Current Syllabus: Fall 2019


The Ancestral Protein of the Glucocorticoid Receptor and the Mineralcorticoid Receptor
by Haley Adcox '11 and Cami Odio '11

This JMOL tutorial examines the structure and function of a ligand-activated transcriptional activator: the hypothetical ancestor to two modern steroid receptors.

The molecular and genomic basis of life is at the heart of modern biology. In BIOL 263, we will learn techniques and explore research questions at the forefront of molecular biology, focusing on the mechanisms by which the information of the genome is expressed to form the functional molecules of living cells and organisms. The processes of DNA replication, recombination and repair, transcription of RNA from DNA templates, and translation of RNA into protein are discussed in the context of current research, frequently using primary literature. The function of genes and regulation and measurement of gene expression are treated in depth. Students analyze and publish interactive tutorials on the structure and function of key macromolecules. This intermediate-level course presumes a strong background in the basics of protein structure/function, central dogma processes, fundamental molecular techniques for manipulating nucleic acids and proteins, and general chemistry.

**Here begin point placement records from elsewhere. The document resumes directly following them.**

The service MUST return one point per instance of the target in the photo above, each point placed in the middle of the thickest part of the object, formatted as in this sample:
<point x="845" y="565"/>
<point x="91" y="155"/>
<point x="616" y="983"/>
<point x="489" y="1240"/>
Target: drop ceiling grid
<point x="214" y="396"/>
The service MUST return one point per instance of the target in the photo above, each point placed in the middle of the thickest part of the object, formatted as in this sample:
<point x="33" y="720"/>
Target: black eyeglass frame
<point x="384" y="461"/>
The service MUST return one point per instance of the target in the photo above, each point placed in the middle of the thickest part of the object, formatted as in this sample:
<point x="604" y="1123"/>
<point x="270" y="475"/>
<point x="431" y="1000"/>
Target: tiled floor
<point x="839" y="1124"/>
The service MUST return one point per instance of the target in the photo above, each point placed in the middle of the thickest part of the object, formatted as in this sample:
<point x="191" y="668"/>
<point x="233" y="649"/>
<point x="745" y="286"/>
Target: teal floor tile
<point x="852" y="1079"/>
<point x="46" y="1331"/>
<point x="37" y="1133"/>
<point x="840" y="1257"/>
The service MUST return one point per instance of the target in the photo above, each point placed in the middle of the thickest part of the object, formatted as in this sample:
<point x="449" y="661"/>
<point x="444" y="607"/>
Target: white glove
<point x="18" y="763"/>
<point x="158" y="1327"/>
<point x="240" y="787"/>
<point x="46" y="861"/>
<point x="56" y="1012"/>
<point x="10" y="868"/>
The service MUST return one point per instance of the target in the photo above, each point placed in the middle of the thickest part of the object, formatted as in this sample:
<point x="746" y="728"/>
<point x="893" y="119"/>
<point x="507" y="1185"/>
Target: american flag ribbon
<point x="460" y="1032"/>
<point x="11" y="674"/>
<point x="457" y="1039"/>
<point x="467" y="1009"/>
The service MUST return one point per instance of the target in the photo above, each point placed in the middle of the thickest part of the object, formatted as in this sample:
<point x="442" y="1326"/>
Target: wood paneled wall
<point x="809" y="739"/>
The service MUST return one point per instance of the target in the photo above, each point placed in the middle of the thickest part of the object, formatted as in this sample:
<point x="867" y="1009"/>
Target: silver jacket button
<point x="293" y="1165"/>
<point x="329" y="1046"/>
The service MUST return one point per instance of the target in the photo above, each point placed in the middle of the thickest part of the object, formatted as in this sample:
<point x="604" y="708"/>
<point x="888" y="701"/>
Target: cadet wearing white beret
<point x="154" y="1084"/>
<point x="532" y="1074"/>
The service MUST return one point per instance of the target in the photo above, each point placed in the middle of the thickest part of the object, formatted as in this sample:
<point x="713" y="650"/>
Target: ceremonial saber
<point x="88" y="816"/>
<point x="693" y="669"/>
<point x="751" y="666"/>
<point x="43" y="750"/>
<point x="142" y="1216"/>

Required prerequisites: BIOL 115, 116; one year of chemistry (CHEM 121-124 or CHEM 122); or permission of the instructor (organic Chemistry is NOT required).

Learning Goals:

  • To recall and explain the basic cellular and biochemical processes of molecular biology.
  • To recognize, identify, interpret, and illustrate the chemical structures and interactions of the macromolecular machines that perform these processes.
  • To develop a "mental toolbox" of molecular biology techniques that will enable comprehension and critical analysis of the field's primary literature.
  • To integrate content knowledge toward solving problems, designing experiments, and evaluating data in both familiar and novel situations.